Foto de Sergio

Créditos da imagem: Sergio/Netflix/Divulgação

Netflix

Crítica

Sergio

Wagner Moura vive o diplomata brasileiro em filme que engana a si mesmo com suas reverências

Marcelo Hessel
09.04.2020
00h02

Das baixas sentidas durante a invasão ao Iraque em 2003, nenhuma foi mais impactante, do lado dos ocidentais, do que a morte do diplomata brasileiro Sérgio Vieira de Mello. Representante da ONU que mediaria a transição política após a queda de Saddam Hussein, Sérgio ("todos conheciam ele pelo primeiro nome", diz em discurso o Secretário-Geral Kofi Annan) era tido como sucessor de Annan. O fiasco diplomático abalou as Nações Unidas, que hoje vê esvaziado seu papel de árbitro de conflitos mundiais.
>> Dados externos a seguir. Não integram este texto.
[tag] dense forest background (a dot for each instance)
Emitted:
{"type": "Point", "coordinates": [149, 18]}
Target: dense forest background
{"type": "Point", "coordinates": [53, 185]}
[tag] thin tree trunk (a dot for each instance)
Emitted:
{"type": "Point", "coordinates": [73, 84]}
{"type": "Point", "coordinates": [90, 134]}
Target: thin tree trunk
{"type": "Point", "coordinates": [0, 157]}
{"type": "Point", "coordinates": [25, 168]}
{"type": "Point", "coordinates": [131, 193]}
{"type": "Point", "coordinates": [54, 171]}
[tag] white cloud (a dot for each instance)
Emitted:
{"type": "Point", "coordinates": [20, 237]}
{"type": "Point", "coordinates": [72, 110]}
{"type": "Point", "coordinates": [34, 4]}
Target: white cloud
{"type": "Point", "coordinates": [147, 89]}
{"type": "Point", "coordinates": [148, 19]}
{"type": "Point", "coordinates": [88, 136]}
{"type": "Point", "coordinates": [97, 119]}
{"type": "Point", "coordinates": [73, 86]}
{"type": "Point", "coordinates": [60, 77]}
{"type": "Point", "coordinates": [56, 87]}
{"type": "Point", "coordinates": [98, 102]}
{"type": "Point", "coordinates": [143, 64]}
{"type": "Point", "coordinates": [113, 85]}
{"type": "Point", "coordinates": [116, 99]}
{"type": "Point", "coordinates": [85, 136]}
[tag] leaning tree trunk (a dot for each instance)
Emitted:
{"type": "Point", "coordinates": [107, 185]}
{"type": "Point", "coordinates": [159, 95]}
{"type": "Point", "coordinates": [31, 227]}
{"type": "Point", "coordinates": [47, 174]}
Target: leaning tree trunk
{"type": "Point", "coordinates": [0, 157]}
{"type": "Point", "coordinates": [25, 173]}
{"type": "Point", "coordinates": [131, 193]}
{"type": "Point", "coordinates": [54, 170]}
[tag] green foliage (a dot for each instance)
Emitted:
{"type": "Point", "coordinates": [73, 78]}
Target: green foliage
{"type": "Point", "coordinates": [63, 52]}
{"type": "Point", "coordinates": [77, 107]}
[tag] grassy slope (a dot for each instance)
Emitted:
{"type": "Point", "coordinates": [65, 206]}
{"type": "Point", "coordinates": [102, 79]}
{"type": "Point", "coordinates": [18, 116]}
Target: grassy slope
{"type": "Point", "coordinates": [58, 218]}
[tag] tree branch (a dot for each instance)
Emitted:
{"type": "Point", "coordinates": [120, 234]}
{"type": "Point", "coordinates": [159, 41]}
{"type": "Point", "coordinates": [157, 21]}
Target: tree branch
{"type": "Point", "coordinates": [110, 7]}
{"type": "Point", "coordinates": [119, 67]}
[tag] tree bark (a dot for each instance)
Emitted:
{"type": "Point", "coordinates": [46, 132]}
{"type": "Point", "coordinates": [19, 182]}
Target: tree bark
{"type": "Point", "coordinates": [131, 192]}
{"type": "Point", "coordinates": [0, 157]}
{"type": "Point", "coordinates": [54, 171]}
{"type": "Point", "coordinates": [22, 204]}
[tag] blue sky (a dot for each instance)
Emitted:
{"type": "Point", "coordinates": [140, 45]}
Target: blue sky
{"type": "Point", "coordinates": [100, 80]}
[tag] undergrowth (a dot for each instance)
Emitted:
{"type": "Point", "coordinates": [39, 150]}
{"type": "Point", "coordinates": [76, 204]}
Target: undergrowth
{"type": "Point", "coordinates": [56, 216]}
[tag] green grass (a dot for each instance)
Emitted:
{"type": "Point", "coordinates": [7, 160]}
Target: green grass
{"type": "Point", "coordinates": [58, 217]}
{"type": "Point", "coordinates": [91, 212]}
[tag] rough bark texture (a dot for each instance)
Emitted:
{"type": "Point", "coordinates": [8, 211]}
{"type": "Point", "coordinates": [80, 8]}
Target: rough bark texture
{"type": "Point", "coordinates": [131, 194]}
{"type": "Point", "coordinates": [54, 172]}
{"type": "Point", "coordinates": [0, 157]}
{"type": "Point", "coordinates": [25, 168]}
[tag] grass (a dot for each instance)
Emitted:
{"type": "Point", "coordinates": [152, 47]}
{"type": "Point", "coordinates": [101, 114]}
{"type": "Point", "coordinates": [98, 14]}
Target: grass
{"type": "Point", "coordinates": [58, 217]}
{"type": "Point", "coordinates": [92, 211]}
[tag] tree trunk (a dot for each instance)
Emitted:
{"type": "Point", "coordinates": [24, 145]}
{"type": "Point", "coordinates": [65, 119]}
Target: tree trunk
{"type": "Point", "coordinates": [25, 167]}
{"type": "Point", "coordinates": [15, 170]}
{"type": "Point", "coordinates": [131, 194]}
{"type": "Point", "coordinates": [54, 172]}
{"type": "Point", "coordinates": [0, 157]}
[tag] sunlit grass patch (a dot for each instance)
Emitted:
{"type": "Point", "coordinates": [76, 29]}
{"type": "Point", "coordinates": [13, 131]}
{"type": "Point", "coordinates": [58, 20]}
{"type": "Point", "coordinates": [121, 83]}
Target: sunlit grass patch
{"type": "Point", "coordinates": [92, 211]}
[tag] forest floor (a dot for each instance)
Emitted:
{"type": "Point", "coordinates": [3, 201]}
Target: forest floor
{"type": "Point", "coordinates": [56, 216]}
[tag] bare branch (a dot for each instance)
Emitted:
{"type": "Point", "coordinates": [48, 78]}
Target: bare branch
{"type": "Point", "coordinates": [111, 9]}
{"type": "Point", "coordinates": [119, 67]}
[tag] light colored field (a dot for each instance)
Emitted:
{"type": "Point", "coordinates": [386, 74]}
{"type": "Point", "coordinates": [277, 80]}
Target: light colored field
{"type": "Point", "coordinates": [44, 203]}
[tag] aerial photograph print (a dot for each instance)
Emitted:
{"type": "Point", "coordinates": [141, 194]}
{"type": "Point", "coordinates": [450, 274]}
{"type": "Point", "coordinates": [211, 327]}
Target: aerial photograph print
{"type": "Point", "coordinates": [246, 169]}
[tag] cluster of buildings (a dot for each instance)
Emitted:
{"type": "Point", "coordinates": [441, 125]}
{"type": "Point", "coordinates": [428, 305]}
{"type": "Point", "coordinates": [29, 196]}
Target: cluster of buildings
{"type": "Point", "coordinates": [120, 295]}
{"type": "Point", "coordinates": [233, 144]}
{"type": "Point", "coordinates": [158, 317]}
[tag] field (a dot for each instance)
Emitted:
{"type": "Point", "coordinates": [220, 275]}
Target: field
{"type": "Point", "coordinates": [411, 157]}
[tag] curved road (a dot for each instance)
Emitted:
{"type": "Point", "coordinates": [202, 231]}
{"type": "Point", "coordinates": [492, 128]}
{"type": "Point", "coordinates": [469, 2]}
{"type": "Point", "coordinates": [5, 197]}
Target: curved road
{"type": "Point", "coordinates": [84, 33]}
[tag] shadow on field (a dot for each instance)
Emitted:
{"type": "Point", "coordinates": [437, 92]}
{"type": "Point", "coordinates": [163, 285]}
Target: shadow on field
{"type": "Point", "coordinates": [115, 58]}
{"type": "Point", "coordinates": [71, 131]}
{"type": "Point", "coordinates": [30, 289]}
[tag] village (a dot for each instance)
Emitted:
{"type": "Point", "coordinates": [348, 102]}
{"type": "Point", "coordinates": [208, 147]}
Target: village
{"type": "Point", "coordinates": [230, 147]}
É a partir dessa gravidade, e à luz dos desencontros entre as lideranças políticas do mundo hoje, que o filme Sergio se organiza. Sua força precede o filme de certa forma, e vem desse contexto. Então Wagner Moura interpreta o diplomata, logo de cara, com altivez e firmeza no discurso, com voz impostada, gravando um vídeo para novatos na ONU ou dando ordens aos seus comandados. É como se seu status de protagonista também o precedesse, e é curioso notar como o filme dirigido por Greg Barker - que já havia feito um documentário sobre Sérgio em 2009 - assume isso como dado consumado e passa a tratar de outras questões na construção do personagem.

Essas outras questões não estão necessariamente explicitadas no texto mas transpiram ao longo do filme; na dinâmica com seu jovem interesse amoroso, nas cenas de demonstração de atletismo e vigor físico, nos sorrisos fáceis de Moura enquanto caminha tranquilo pela rua no Timor Leste, na liberdade com que acelera a sua moto, o que temos é nada menos que um protagonista que, ciente do privilégio do seu próprio protagonismo, usa-o para se impor. Uma vez que o diplomata já surge no filme consolidado como mestre do seu ofício, a narrativa não-linear acaba, talvez inconscientemente, lidando mais com as repercussões morais disso. É como se Sérgio fosse James Bond, o curioso agente secreto que todo mundo conhece, e que usa amoralmente a fama que o precede a seu favor.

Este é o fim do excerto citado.